Der Vater des Attentäters von Hanau ist Mitte vergangener Woche vorübergehend in Polizeigewahrsam genommen worden. Wie das Polizeipräsidium auf Anfrage der Frankfurter Rundschau mitteilte, sei damit ein Platzverweis durchgesetzt worden. Der Grund: Hans-Gerd R. hatte sich in Kesselstadt „im Nahbereich der Wohnanschrift“ von Serpil Temiz Unvar aufgehalten.

Unvars Sohn Ferhat war bei dem rassistischen Anschlag am 19. Februar 2020 ermordet worden, ebenso wie acht weitere Opfer. In den vergangenen Monaten suchte der Vater des Täters mehrfach Unvars Haus auf und ängstigte sie. So stellte er sich unter anderem mit seinem Schäferhund vor ihrem Fenster auf und beobachtete sie. Einmal fragte er, wie Unvar sich das Haus leisten könne und warum sie nach Deutschland gekommen sei. Die Staatsanwaltschaft leitete Ermittlungen wegen des Verdachts der Nachstellung ein. Die Polizei, die das Haus bewacht, verhängte ein zunächst 14-tägiges Kontakt- und Näherungsverbot. Auf Antrag von Unvar wurde es gerichtlich verlängert. Nach FR-Informationen soll R. Widerspruch gegen das Verbot eingelegt und auch danach wiederholt versucht haben, sich dem Haus zu nähern.

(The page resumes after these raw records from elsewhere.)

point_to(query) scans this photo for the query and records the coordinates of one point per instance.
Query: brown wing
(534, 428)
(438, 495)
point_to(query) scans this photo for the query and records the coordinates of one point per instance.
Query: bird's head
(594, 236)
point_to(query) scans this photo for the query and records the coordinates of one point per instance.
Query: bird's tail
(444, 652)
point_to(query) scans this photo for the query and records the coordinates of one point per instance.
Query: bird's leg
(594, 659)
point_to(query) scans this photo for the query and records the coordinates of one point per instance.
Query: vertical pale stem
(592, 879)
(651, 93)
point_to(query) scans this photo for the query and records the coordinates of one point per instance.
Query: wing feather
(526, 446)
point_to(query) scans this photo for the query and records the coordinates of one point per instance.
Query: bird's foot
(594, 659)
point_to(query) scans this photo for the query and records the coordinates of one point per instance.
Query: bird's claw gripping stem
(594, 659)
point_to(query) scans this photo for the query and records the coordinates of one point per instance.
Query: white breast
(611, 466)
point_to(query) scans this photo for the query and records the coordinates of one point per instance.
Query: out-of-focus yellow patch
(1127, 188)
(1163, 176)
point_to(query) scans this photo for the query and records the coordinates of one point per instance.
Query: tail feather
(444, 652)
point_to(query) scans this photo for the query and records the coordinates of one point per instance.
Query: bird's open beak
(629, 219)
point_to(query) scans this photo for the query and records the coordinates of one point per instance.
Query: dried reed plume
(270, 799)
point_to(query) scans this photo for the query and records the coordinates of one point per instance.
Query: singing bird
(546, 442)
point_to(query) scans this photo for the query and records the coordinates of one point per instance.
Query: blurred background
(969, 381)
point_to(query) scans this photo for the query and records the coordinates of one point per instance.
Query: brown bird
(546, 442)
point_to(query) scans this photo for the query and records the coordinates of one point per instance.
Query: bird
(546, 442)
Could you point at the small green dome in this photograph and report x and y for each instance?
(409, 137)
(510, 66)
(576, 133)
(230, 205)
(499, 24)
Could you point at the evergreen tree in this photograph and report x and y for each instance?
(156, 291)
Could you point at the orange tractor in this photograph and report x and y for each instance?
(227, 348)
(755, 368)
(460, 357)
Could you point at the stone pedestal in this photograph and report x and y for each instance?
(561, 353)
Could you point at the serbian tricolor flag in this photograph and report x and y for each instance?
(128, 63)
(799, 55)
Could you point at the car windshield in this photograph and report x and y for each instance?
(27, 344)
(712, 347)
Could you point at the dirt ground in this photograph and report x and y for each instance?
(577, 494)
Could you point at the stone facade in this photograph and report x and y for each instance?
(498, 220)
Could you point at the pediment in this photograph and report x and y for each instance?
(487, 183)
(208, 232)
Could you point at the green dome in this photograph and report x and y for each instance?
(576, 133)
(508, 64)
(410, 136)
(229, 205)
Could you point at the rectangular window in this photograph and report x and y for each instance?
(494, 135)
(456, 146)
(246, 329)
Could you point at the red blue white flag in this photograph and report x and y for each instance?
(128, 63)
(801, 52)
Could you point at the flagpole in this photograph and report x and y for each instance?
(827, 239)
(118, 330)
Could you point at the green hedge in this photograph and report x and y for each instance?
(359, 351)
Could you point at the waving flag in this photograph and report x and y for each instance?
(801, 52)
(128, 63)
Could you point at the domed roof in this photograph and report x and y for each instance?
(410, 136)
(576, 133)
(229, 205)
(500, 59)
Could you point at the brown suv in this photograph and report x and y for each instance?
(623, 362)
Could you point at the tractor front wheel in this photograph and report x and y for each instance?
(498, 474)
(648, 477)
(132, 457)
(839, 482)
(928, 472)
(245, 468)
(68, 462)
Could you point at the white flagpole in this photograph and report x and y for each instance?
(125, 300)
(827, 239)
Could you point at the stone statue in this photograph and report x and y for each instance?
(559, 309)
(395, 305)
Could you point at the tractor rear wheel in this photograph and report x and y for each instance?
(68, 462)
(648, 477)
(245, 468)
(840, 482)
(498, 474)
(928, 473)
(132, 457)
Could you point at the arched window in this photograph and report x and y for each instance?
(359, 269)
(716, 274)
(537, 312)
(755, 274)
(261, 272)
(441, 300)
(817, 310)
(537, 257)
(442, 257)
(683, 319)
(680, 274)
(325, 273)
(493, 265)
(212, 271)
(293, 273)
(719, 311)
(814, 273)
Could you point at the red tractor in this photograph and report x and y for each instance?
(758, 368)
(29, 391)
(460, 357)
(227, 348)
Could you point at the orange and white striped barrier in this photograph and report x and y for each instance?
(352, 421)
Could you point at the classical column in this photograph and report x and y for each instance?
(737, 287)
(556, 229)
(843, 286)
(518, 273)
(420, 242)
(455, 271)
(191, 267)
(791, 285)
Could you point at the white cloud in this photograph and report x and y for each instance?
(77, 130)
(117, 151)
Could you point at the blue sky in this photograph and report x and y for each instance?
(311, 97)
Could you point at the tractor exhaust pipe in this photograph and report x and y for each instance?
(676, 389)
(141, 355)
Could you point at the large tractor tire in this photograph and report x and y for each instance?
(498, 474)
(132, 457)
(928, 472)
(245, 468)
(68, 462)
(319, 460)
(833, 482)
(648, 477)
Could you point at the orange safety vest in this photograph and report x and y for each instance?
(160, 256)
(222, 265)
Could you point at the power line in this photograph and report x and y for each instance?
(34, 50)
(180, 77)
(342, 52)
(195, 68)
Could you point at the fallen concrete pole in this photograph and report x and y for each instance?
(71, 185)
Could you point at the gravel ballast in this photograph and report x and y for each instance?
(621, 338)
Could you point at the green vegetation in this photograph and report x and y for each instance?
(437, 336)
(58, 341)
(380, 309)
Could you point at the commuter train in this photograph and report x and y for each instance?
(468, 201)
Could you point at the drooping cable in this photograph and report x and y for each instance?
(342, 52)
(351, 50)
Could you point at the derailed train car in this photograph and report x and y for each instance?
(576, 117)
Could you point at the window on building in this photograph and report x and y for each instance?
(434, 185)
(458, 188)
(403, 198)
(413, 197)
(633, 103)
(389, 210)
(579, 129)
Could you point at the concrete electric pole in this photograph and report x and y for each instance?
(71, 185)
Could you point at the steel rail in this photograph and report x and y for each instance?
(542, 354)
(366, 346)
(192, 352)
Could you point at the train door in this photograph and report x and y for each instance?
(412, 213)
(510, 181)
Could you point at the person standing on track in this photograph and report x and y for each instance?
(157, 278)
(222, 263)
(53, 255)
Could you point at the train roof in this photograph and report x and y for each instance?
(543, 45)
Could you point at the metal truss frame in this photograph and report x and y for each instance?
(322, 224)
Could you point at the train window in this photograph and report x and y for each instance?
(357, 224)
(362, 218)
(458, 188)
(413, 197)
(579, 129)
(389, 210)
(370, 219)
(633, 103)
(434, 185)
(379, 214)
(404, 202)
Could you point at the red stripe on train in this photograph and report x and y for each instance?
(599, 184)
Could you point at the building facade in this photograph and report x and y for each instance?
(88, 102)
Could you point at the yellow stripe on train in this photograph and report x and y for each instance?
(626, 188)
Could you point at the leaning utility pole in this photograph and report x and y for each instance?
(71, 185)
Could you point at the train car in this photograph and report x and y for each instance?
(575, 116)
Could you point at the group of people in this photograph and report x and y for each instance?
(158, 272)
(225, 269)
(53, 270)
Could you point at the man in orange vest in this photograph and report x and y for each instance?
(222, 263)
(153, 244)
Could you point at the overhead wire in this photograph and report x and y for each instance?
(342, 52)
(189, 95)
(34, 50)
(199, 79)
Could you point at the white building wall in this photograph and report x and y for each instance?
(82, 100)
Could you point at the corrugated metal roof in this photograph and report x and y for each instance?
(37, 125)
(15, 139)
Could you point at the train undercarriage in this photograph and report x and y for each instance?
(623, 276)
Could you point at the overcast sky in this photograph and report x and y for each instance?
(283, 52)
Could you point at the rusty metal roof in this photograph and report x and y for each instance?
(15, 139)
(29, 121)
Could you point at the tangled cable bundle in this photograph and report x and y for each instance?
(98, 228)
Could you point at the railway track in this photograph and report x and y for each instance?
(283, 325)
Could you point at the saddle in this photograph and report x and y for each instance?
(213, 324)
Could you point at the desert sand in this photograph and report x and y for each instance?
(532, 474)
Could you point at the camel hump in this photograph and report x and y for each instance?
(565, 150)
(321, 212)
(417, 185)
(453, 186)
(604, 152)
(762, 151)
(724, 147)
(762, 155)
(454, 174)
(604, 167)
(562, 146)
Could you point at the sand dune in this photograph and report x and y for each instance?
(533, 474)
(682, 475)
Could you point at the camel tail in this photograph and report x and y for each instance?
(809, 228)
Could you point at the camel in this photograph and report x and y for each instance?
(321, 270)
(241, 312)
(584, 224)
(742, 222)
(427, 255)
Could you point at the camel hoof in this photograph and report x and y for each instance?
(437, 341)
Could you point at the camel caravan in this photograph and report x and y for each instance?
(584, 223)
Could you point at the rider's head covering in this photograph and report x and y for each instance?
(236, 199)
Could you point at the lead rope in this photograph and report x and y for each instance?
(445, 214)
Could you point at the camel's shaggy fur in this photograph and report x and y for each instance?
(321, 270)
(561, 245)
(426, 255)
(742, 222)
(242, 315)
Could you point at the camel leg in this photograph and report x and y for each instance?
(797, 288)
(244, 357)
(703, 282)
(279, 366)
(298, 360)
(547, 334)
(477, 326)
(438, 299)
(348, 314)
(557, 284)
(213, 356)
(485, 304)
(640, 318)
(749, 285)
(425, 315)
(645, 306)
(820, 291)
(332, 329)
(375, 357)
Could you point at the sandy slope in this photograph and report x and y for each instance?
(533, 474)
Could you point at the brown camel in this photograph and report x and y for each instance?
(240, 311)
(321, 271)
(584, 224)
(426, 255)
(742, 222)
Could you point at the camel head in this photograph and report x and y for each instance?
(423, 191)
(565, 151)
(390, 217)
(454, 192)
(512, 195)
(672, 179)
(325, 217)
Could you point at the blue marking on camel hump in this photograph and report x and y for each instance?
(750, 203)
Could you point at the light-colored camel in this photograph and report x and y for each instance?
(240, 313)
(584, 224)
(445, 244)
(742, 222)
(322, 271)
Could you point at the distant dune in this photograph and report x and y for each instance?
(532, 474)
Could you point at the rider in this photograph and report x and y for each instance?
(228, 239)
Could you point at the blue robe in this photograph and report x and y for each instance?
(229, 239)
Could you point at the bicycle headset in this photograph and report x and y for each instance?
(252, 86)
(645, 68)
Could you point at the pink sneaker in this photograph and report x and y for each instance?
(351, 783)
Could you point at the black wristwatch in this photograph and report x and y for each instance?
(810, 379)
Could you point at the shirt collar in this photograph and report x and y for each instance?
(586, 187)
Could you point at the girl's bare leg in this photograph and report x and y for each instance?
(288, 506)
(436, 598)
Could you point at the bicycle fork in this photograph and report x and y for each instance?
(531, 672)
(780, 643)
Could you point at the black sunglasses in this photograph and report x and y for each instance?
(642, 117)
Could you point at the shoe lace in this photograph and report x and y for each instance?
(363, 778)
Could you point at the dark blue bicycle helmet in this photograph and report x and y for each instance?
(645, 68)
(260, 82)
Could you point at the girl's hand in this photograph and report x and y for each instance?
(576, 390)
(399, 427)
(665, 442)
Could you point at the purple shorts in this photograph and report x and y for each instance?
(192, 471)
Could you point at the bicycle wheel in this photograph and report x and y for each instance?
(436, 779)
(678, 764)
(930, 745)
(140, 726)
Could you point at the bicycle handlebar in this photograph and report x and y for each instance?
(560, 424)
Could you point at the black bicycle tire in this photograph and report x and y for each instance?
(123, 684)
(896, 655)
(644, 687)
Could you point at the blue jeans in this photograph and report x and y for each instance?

Im November tauchte R. – der bisher alle Vorwürfe zurückwies und seine Familie als Opfer sieht – mit seinem Hund vor der Heinrich-Heine-Grundschule auf. Als eines der Kinder, die er ansprach, ihn erkannt und beleidigt habe, habe R. den Schüler:innen gedroht, nach Unterrichtsschluss wiederzukommen. Dann werde etwas Böses passieren. Die Polizei schreibt, sie bewerte fortwährend, ob R. eine Gefahr sein könne, und veranlasse die notwendigen „rechtlich zulässigen“ Maßnahmen. Weitere Angaben könne sie nicht machen, aus taktischen Gründen und zum Schutz von Persönlichkeitsrechten.